Many "tweaking points" possible.
o
o TESTS performed:
o Setup: a few Pcs (400MHz and 2*800MHz), FastEthernet
o one or a few clients sending stream of data to one server with controlled
rate
o various "message sizes" (chosen 1460B=1 packet for final tests),
o 1-1000 connections open (and used) simultanously.
o External application for measuring CPU load on the server.
o
o RESULTS:
o We have shown that reliable communication using TCP may be realised
for up to a 1000 connections, with total rate of up to 10MBytes/s without
saturation of 400MHz machine. It is possible to use socket API for network
communication (keep standards!), TCP overhead should not be a problem
o CPU load vs Throughput for READING operation (Ping-Pong test gave
the results for mixed read+write operations, we were unable to untie this!)
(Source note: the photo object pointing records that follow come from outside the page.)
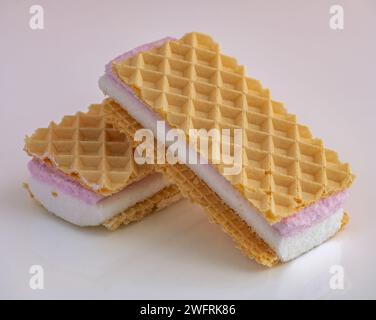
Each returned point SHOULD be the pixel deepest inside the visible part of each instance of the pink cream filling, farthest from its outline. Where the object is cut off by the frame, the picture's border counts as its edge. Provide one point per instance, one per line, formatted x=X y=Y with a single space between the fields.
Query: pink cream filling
x=289 y=226
x=62 y=182
x=315 y=213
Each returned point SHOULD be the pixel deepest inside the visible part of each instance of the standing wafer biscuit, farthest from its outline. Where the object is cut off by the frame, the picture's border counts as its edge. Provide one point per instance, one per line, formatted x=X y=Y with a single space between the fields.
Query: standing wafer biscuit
x=289 y=190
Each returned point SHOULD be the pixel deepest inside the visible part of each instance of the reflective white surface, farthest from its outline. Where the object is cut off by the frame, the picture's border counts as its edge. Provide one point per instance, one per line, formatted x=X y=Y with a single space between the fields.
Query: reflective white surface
x=326 y=77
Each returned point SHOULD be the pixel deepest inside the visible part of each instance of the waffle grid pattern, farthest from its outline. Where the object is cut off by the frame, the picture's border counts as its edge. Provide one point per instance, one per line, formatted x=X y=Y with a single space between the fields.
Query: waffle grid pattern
x=88 y=149
x=190 y=84
x=193 y=188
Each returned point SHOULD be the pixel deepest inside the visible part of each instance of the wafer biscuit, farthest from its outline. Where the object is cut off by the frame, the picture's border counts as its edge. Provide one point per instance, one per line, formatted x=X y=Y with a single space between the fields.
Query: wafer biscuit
x=192 y=85
x=89 y=150
x=193 y=188
x=79 y=164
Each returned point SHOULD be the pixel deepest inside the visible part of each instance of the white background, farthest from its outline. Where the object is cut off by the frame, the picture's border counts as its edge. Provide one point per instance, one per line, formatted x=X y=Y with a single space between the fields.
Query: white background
x=326 y=77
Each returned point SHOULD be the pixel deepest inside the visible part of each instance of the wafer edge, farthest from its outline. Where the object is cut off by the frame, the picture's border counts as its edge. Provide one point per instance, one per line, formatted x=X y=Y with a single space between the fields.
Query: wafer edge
x=158 y=201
o Limits for total data rate which may be accepted by server (approx.
9MBytes/s, instabilities, signal queue overflows, etc)
o
o LIMITATIONS:
o select() - natural limit of 1023 connections that can be described
by a bitmap data structure which is passed to this syscall. Poll() - solves
the problem: bitmap replaced with dedicated data structure, (performance
penalty!)
o Signal-driven methods: big message rates may overflow internal signal
queues (1024 signals may wait in a signal queue in kernel 2.4.*). Method
fails when overflow happens.
o
o RESULT ANALYSIS:
o select(): scales very poor! Applicable for applications that have
less then a few tens of connections open for data transfer. We EXCLUDE
this method.
o SIGIO: scales very well with increasing number of connections. Very
good performance!
o (K)AIO: some unexplained behaviour. Scales well. Slightly poorer
performance comparing to SIGIO.
o
o OUR CONCLUSIONS FOR MODELING:
o One scalability parameter (!) needed to be added to the model, if
we decide to model SIGIO or AIO behaviour: impact of the number of connections
for load.
o The value of the parameter may be found directly from the plots.
o The model will be applicable up to a "maximal rate" limit, i.e. 9-10
MBytes/s for FastEthernet (additional parameter?)
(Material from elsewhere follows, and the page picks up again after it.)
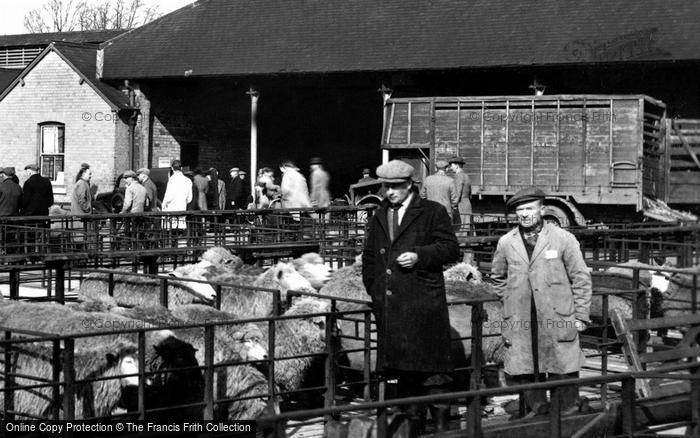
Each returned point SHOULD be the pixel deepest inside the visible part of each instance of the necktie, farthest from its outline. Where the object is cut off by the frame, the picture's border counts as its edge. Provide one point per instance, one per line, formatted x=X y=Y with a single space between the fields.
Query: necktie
x=393 y=221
o All conclusions concerning these methods should be applicable to
ALL communications protocols which use socket API (i.e. UDP, raw packet,
etc.,) not applicable for MESH driver though
o Now: put it into at2sim and try out!
o
o PROBLEMS, DISCUSSION:
o signal queue overflow protection for KAIO may be implemented.
o The same for SIGIO - need some hints from LINUX Kernel hackers to
find out how SIGIO works.
o Further experiments with AIO needed, especially to find out the optimal
number of "Slave threads"
o Experiments on Gigabit Ethernet and much faster machines needed (To
be done in Krakow, Oct/Nov 2001)
o Lots of things to be tested, no manpower (i.e. Same tests for UDP,
zero-copy patches, etc) :-(
o HOPEFULLY WE CAN PROVE THAT TCP MAY BE USED IN ATLAS HLT.